When we examine such evidences intended for the sex offenders and the intervention of SOTP we can conclude the major positive impact such an intervention has on those individuals, allowing them to fulfil and generate widespread approved ideas and goals for the future and allowing them their place once more in the community. Nonetheless, The Sex Offender Treatment programme still has matters in which it should be improved and are in need of prompt resolving (Evenden Lewis 2008). Also suggested is that word must be carried out to the public via the national media, in order to inform the public that sex offenders are not homogenous individuals and can be part of everyday society (Evenden Lewis 2008). Evenden also considers that up to date psychometric tests are not allowing direct divergence between treatments and the outcomes of treatments (Internet journal of criminology 2008).
The AMT (Anger management training) psychosocial intervention such as SIT is also a vast improvement so it seems, in endeavours towards assisting individuals whom suffer from the negative impact of anger issues thus also allowing them to gain appropriate interpersonal relationships without out lashes or bouts of anger which would hinder social functioning and relationships.
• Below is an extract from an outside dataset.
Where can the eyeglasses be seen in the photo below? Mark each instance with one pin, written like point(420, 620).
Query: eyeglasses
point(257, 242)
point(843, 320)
Interventions whether recent or older all include areas in which they could be improved. Nonetheless the evidence and research gathered suggests a majority of positive patient recovery within the forensic mental health field. Particularly that of the family interventions for schizophrenia and in allowing access of psycho-social education to the families generates more stable interpersonal relationships for the sufferer by reducing high EE (Expressed Emotion) within the family environment. And as suggested by De Jesus Mari and Streiner 1994 a lower admission rate to hospitals.